Haifa serial polluter facing closure order
The Environmental Protection Ministry plans to close down Frutarom's factory in Haifa Bay and file charges against the company for creating environmental hazards.
A few months ago, the ministry issued a series of requirements to prevent the emission of odors and chemicals after residents in the area reported respiratory difficulties. The ministry is also investigating whether the factory poured toxins into a waste treatment plant.
Frutarom is one of the oldest factories in the Haifa Bay area and its facilities are considered outdated. The publicly traded maker of flavorings for food and beverages recently bought several other companies to the tune of tens of millions of dollars.
For years, the factory's odors have been a nuisance from Volcan Junction to Kiryat Ata Junction.

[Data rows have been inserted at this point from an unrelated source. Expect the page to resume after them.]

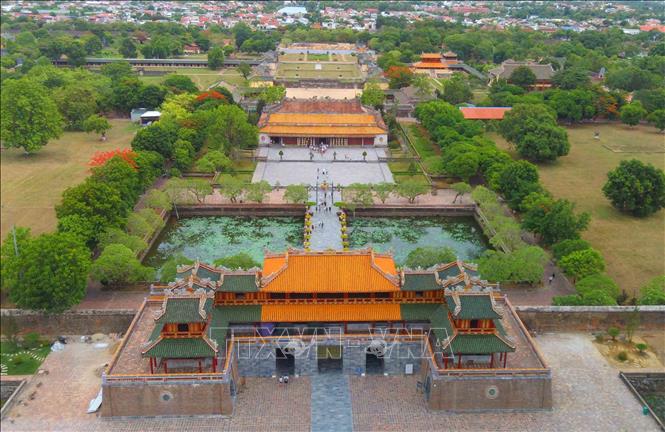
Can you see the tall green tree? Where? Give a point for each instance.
(373, 96)
(636, 188)
(215, 58)
(118, 265)
(28, 116)
(49, 273)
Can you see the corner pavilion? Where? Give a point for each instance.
(356, 293)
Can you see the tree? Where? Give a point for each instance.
(127, 48)
(399, 76)
(653, 293)
(118, 236)
(296, 194)
(214, 161)
(522, 76)
(95, 202)
(461, 188)
(598, 282)
(215, 58)
(180, 84)
(456, 90)
(582, 263)
(533, 130)
(571, 78)
(258, 191)
(522, 265)
(632, 113)
(383, 191)
(566, 247)
(553, 220)
(116, 71)
(636, 188)
(49, 273)
(373, 96)
(245, 69)
(28, 116)
(658, 119)
(426, 257)
(98, 124)
(232, 187)
(239, 261)
(517, 180)
(117, 265)
(411, 189)
(272, 94)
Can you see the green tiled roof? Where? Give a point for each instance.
(184, 310)
(239, 283)
(474, 306)
(479, 344)
(222, 316)
(420, 282)
(181, 348)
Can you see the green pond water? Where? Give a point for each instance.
(401, 235)
(209, 238)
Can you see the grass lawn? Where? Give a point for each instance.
(421, 140)
(633, 247)
(18, 361)
(31, 186)
(203, 78)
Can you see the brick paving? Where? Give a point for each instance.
(587, 394)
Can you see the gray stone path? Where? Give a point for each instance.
(330, 235)
(331, 403)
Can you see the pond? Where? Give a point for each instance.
(209, 238)
(401, 235)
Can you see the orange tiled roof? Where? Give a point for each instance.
(322, 119)
(337, 312)
(329, 272)
(307, 130)
(484, 113)
(429, 65)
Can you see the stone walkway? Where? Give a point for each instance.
(328, 236)
(331, 403)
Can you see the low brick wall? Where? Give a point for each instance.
(82, 322)
(542, 319)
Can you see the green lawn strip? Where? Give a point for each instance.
(19, 361)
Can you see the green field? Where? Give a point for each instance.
(31, 186)
(203, 78)
(309, 71)
(633, 247)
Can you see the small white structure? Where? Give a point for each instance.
(149, 117)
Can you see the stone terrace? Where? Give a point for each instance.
(588, 395)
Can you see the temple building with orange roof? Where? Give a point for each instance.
(330, 122)
(306, 313)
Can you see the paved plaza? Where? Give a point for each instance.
(345, 165)
(587, 394)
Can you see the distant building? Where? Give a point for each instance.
(484, 113)
(543, 72)
(331, 122)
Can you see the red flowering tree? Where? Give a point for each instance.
(400, 76)
(101, 157)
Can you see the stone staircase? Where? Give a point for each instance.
(331, 403)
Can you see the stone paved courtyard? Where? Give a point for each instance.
(587, 394)
(297, 168)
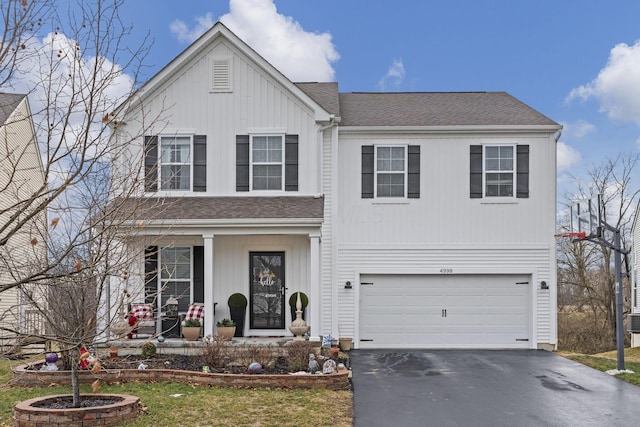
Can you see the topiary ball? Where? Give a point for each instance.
(51, 357)
(255, 368)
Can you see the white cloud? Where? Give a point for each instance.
(566, 156)
(579, 129)
(394, 76)
(186, 35)
(301, 55)
(617, 86)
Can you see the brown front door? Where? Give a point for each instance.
(266, 281)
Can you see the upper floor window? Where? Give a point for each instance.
(175, 163)
(499, 169)
(267, 162)
(391, 171)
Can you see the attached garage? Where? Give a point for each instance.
(445, 311)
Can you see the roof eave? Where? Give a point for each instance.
(453, 129)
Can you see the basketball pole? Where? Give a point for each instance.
(617, 248)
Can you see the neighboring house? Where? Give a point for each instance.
(21, 177)
(409, 219)
(633, 321)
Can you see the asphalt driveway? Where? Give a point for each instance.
(477, 388)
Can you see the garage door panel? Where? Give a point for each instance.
(483, 311)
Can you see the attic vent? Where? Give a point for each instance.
(221, 74)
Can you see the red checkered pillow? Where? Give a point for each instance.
(142, 311)
(196, 311)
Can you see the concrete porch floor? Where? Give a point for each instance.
(182, 346)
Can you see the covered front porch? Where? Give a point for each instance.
(206, 260)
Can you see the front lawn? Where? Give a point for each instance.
(608, 361)
(184, 404)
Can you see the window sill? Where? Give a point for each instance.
(498, 201)
(390, 201)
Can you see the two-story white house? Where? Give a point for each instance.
(409, 219)
(21, 181)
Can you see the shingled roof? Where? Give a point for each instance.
(437, 109)
(8, 103)
(213, 208)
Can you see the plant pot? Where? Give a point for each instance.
(226, 332)
(345, 343)
(237, 315)
(191, 333)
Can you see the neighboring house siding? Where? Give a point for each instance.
(19, 157)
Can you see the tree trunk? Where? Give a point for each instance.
(75, 384)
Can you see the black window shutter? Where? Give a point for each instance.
(150, 275)
(151, 163)
(414, 172)
(291, 163)
(200, 163)
(198, 274)
(475, 167)
(367, 171)
(522, 173)
(242, 162)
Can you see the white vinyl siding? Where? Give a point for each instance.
(175, 163)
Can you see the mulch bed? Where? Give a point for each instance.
(186, 363)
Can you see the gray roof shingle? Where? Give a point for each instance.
(325, 94)
(8, 103)
(213, 208)
(437, 109)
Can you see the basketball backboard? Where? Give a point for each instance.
(585, 216)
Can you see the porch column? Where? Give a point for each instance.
(314, 285)
(209, 321)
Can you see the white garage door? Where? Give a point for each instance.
(445, 311)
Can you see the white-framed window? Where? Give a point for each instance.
(391, 171)
(176, 276)
(499, 170)
(267, 162)
(176, 163)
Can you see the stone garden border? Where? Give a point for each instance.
(23, 376)
(28, 414)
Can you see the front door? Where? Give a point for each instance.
(266, 281)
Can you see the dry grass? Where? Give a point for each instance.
(205, 406)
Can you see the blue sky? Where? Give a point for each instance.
(576, 61)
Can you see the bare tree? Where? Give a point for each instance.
(77, 67)
(586, 280)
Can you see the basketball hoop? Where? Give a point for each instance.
(573, 235)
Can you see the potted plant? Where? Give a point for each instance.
(226, 329)
(191, 329)
(292, 303)
(238, 309)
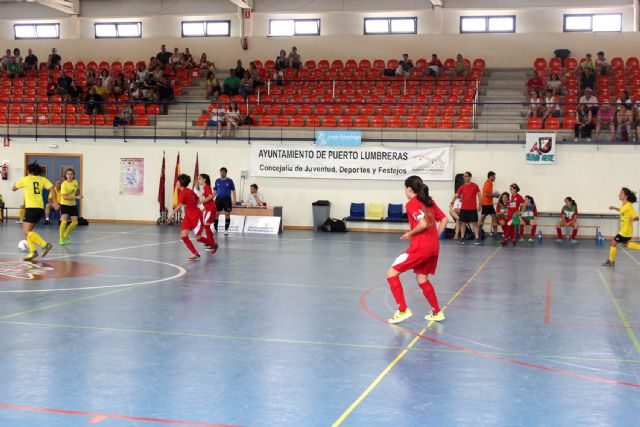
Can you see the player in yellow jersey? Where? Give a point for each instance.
(68, 207)
(33, 184)
(627, 216)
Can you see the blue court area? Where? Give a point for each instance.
(120, 330)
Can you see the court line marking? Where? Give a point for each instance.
(621, 314)
(98, 417)
(399, 357)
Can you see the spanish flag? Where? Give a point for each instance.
(175, 182)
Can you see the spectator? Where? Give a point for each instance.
(255, 198)
(470, 196)
(163, 57)
(534, 83)
(555, 84)
(93, 102)
(231, 83)
(213, 85)
(216, 118)
(435, 66)
(31, 61)
(238, 71)
(294, 59)
(584, 123)
(54, 60)
(605, 120)
(165, 95)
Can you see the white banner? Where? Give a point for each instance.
(540, 148)
(309, 161)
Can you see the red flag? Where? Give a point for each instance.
(161, 186)
(175, 182)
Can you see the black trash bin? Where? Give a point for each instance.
(321, 213)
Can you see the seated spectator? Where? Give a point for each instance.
(213, 85)
(53, 62)
(231, 83)
(246, 84)
(163, 57)
(602, 64)
(294, 59)
(238, 71)
(31, 61)
(584, 123)
(434, 67)
(255, 198)
(93, 102)
(555, 84)
(216, 118)
(124, 118)
(605, 119)
(534, 83)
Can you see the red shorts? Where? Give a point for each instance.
(418, 262)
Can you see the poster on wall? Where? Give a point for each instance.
(132, 176)
(327, 162)
(540, 148)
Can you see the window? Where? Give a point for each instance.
(294, 27)
(36, 31)
(488, 24)
(390, 26)
(595, 23)
(118, 30)
(206, 29)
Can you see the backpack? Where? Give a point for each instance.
(334, 225)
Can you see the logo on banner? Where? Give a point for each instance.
(540, 148)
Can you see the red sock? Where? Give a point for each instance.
(430, 295)
(398, 293)
(190, 246)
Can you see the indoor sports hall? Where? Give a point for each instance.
(177, 178)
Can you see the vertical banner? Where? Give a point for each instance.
(540, 148)
(132, 176)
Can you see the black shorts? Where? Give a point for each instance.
(223, 204)
(488, 210)
(618, 238)
(468, 216)
(33, 215)
(69, 210)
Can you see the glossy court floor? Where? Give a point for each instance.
(120, 330)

Residents have even filed a NIS 225 million class action suit against the factory for the hazards.
"The factory is obsolete and anything they do to reduce emissions is just a patch," said the deputy director general of the Haifa District Municipal Association for the Environment, Dr. Bernanda Flicstein.
According to Flicstein, the pollution problems can only be solved by building a new factory and enclosing the smokestacks. "It will be necessary to pump the air out of the structure and treat it. Currently, the pollutants are discharged into the air and everyone suffers."
Factory claims it complies
Frutarom said in response that it "manufactures its products meeting the strictest international standards and regulations. Frutarom operates in complete coordination with the Environmental Protection Ministry and invests tremendous resources in protecting the environment according to ministry guidelines."
It said that it had "no knowledge of plans to act against the factory and if an indictment is filed we are convinced the courts will quickly realize any charges are baseless."
The ministry this week published the results of extensive air-quality testing conducted over the past year that indicate high quantities of carcinogenic substances and pollutants that were not previously examined such as benzene, chloroform, methylene and chloride.
Although the sources of pollution have not been positively identified, the ministry prepared a list of factories including Frutarom that use these carcinogenic ingredients.
MK Ophir Pines-Paz - head of the Knesset Internal Affairs and Environment Committee - said that an emergency meeting on the matter will be held next week and he will demand that the environment minister close factories temporarily.
"The factories must be closed until the problems are repaired. The state must exercise its authority. Just like nightclubs are closed if someone is killed there, carcinogenic factories must be closed too," he said.